Full diff: https://github.com/llvm/llvm-project/pull/77285.diff

6 Files Affected:

(modified) flang/include/flang/Optimizer/HLFIR/HLFIROps.td (+1-1)
(modified) flang/include/flang/Optimizer/Transforms/Passes.h (+2)
(modified) flang/include/flang/Optimizer/Transforms/Passes.td (+20)
(modified) flang/lib/Optimizer/Transforms/CMakeLists.txt (+1)
(added) flang/lib/Optimizer/Transforms/DoConcurrentConversion.cpp (+162)
(added) flang/test/Transforms/DoConcurrent/basic.mlir (+60)

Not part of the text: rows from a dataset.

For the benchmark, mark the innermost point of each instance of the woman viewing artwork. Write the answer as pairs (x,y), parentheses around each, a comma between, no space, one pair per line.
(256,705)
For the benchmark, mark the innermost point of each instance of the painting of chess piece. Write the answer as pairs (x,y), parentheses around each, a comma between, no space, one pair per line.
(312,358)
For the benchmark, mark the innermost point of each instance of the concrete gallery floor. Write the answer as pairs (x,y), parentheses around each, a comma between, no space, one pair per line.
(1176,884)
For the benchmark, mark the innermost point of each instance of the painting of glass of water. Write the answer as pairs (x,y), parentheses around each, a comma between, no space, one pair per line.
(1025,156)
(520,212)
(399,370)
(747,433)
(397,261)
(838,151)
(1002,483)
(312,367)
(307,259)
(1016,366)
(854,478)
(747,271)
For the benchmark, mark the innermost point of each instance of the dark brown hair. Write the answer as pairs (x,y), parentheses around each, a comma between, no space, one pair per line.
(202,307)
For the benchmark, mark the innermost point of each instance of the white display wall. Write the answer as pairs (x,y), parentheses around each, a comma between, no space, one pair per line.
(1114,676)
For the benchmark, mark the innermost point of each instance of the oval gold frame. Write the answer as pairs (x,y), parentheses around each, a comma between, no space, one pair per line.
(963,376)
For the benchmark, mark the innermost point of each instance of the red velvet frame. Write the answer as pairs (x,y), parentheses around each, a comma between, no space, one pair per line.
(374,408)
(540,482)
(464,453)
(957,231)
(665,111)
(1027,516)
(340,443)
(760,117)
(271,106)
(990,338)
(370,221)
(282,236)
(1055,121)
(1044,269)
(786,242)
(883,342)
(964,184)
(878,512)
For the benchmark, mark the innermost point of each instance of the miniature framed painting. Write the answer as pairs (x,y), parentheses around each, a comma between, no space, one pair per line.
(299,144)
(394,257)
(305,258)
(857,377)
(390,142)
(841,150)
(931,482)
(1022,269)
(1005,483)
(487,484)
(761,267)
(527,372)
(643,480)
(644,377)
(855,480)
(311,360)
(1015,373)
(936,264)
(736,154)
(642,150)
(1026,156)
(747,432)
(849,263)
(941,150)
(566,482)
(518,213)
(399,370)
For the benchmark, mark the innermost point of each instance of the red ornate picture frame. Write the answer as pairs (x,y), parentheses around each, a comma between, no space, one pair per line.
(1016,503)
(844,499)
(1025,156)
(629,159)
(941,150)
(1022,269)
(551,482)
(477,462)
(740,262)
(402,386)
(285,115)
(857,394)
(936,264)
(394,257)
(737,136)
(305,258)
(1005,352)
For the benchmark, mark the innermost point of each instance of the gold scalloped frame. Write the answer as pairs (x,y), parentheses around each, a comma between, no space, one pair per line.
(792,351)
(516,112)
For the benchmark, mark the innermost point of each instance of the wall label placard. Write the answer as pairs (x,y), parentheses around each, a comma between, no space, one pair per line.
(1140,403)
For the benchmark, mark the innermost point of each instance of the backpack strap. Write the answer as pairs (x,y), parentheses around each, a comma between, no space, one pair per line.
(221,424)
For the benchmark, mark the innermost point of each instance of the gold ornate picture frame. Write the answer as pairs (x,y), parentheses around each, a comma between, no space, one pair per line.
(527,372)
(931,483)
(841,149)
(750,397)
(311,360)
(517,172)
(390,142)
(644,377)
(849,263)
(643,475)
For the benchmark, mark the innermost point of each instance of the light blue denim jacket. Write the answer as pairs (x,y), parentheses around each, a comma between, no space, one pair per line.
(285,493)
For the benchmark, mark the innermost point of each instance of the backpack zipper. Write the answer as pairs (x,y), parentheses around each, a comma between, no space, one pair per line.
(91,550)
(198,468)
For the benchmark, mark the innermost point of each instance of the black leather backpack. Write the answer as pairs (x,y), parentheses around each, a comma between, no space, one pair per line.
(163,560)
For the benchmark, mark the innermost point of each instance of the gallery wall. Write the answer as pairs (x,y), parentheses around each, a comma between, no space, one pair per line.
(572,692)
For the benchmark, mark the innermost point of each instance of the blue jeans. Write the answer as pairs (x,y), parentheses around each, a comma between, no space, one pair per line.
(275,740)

diff --git a/flang/include/flang/Optimizer/HLFIR/HLFIROps.td b/flang/include/flang/Optimizer/HLFIR/HLFIROps.td
index 254771ca1780cf..718026e4fdfbe7 100644
--- a/flang/include/flang/Optimizer/HLFIR/HLFIROps.td
+++ b/flang/include/flang/Optimizer/HLFIR/HLFIROps.td
@@ -75,7 +75,7 @@ def hlfir_DeclareOp : hlfir_Op<"declare", [AttrSizedOperandSegments,
     func.func @foo(%arg0: !fir.ref<!fir.array<?x?x!fir.char<1,?>>>, %arg1: !fir.ref<i64>) {
       %c10 = arith.constant 10 : index
       %c20 = arith.constant 20 : index
-      %1 = fir.load %ag1 : fir.ref<i64>
+      %1 = fir.load %arg1 : fir.ref<i64>
       %2 = fir.shape_shift %c10, %1, %c20, %1 : (index, index, index, index) -> !fir.shapeshift<2>
       %3 = hfir.declare %arg0(%2) typeparams %1 {uniq_name = "c"} (fir.ref<!fir.array<?x?x!fir.char<1,?>>>, fir.shapeshift<2>, index) -> (fir.box<!fir.array<?x?x!fir.char<1,?>>>, fir.ref<!fir.array<?x?x!fir.char<1,?>>>)

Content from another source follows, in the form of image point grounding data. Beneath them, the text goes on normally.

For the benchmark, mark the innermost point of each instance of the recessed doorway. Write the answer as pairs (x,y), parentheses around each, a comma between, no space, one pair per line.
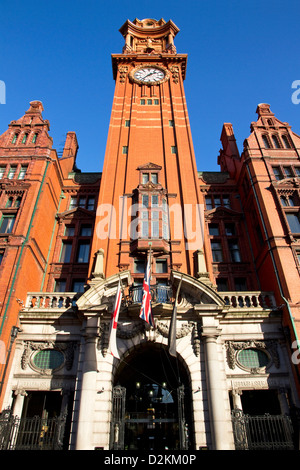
(151,402)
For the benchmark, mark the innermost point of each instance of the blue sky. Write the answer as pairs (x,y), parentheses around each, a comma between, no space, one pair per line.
(240,53)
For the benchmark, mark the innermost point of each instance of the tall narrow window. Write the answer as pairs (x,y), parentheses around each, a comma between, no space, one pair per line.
(7,223)
(12,172)
(60,285)
(22,172)
(234,251)
(276,141)
(217,252)
(66,250)
(286,142)
(154,178)
(277,173)
(266,142)
(145,178)
(293,221)
(24,140)
(73,202)
(91,203)
(83,252)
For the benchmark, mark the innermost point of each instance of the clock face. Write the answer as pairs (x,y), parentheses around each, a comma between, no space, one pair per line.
(149,75)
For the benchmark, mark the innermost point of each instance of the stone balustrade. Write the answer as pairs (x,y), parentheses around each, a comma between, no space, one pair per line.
(51,300)
(248,299)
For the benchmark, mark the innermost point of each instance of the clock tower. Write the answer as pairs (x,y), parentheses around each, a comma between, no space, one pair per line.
(149,196)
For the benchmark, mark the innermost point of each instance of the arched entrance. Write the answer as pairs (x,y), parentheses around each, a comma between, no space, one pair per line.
(151,402)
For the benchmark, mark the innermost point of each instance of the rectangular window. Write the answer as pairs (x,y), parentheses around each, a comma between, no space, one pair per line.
(155,228)
(277,173)
(145,178)
(222,284)
(154,200)
(213,229)
(83,252)
(66,250)
(240,284)
(82,202)
(293,221)
(217,252)
(166,232)
(73,202)
(226,201)
(60,285)
(154,178)
(234,251)
(69,231)
(161,266)
(288,171)
(22,173)
(145,229)
(86,231)
(230,230)
(139,266)
(12,172)
(78,285)
(208,203)
(145,200)
(7,223)
(91,203)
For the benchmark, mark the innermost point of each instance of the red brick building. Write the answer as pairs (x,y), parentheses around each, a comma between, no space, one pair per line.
(226,243)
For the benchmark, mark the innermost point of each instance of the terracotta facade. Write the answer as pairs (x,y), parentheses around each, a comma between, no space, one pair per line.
(229,239)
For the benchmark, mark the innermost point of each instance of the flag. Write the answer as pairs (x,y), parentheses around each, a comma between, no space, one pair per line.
(146,312)
(114,323)
(172,330)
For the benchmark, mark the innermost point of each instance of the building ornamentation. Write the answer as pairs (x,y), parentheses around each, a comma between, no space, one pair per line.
(232,347)
(66,348)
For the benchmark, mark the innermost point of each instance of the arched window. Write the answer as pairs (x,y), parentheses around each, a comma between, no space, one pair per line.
(276,141)
(14,140)
(286,142)
(266,142)
(24,140)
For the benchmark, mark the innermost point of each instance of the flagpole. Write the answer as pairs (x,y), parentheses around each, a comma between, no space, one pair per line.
(172,330)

       // ... uses %3#0 as "c"
diff --git a/flang/include/flang/Optimizer/Transforms/Passes.h b/flang/include/flang/Optimizer/Transforms/Passes.h
index 6970da8698ae84..1f389a1f571b75 100644
--- a/flang/include/flang/Optimizer/Transforms/Passes.h
+++ b/flang/include/flang/Optimizer/Transforms/Passes.h
@@ -93,6 +93,8 @@ std::unique_ptr<mlir::Pass> createFunctionAttrPass();
 std::unique_ptr<mlir::Pass>
 createFunctionAttrPass(FunctionAttrTypes &functionAttr);
 
+std::unique_ptr<mlir::Pass> createDoConcurrentConversionPass();
+
 // declarative passes
 #define GEN_PASS_REGISTRATION
 #include "flang/Optimizer/Transforms/Passes.h.inc"

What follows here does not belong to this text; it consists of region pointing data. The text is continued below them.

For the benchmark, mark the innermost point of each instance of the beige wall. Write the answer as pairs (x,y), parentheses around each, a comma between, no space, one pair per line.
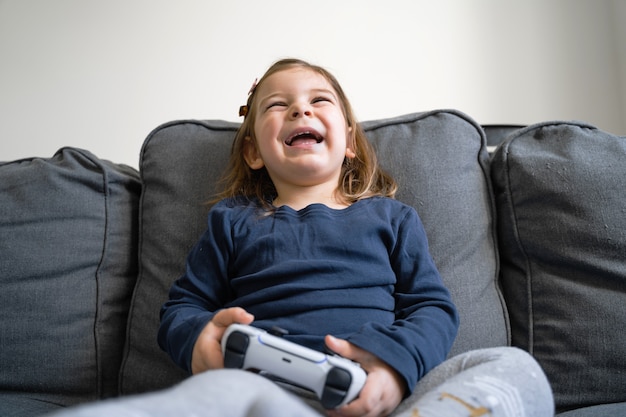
(100,74)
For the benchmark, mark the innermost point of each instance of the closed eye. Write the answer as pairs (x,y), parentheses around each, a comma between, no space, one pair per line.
(321,99)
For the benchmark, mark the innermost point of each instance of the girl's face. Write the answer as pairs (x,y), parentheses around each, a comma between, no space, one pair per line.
(300,129)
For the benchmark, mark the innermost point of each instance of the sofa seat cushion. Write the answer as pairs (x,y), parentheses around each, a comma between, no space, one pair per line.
(68,227)
(440,161)
(561,193)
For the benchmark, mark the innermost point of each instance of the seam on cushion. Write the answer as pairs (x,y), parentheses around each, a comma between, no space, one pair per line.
(518,240)
(97,316)
(529,274)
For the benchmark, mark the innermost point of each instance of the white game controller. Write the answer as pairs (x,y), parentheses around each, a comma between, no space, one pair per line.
(335,380)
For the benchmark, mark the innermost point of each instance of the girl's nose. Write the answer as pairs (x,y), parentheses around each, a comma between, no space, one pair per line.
(300,110)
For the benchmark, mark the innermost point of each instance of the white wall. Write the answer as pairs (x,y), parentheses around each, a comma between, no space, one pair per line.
(101,74)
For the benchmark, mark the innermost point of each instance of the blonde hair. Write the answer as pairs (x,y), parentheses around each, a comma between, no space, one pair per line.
(361,176)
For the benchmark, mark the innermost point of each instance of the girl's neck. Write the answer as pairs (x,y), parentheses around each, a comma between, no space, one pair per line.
(298,201)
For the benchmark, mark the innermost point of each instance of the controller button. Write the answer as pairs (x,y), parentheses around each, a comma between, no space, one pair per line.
(337,384)
(278,331)
(235,352)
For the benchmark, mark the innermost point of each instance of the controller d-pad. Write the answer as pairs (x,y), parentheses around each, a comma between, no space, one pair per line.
(337,385)
(235,352)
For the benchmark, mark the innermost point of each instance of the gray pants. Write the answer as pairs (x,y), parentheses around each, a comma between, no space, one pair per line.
(489,382)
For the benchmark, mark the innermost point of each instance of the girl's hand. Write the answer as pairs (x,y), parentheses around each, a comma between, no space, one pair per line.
(383,389)
(207,352)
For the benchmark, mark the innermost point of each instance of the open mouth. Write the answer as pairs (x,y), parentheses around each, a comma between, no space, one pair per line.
(304,136)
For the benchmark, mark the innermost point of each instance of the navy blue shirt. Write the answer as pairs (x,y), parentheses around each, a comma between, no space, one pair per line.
(363,274)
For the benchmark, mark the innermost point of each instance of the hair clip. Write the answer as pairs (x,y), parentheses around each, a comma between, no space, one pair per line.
(243,110)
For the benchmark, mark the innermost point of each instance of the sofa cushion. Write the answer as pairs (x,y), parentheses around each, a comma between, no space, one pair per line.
(68,266)
(440,161)
(561,195)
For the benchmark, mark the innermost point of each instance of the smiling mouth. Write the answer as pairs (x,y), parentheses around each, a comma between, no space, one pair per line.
(304,136)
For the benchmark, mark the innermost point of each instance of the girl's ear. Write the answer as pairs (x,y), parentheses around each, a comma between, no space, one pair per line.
(351,143)
(251,154)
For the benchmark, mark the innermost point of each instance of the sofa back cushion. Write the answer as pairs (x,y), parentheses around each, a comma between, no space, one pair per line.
(68,266)
(561,195)
(440,161)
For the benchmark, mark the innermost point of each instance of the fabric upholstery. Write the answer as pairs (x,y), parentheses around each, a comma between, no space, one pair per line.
(68,227)
(440,161)
(561,194)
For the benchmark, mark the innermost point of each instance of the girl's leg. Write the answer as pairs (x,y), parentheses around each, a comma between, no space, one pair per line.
(220,393)
(493,382)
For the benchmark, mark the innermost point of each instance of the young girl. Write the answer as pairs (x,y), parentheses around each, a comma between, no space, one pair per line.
(307,238)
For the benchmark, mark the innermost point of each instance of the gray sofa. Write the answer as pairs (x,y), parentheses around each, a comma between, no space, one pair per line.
(530,239)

diff --git a/flang/include/flang/Optimizer/Transforms/Passes.td b/flang/include/flang/Optimizer/Transforms/Passes.td
index e3c45d41f04cc7..41d9be4249b5e2 100644
--- a/flang/include/flang/Optimizer/Transforms/Passes.td
+++ b/flang/include/flang/Optimizer/Transforms/Passes.td
@@ -370,4 +370,24 @@ def FunctionAttr : Pass<"function-attr", "mlir::func::FuncOp"> {
   let constructor = "::fir::createFunctionAttrPass()";
 }
 
+def DoConcurrentConversionPass : Pass<"fopenmp-do-concurrent-conversion", "mlir::func::FuncOp"> {
+  let summary = "Map `DO CONCURRENT` loops to OpenMP worksharing loops.";
+
+  let description = [{ This is an experimental pass to map `DO CONCURRENR` loops
+     to their correspnding equivalent OpenMP worksharing constructs.
+
+     For now the following is supported:
+       - Mapping simple loops to `parallel do`.
+
+     Still to TODO:
+       - More extensive testing.
+       - Mapping to `target teams distribute parallel do`.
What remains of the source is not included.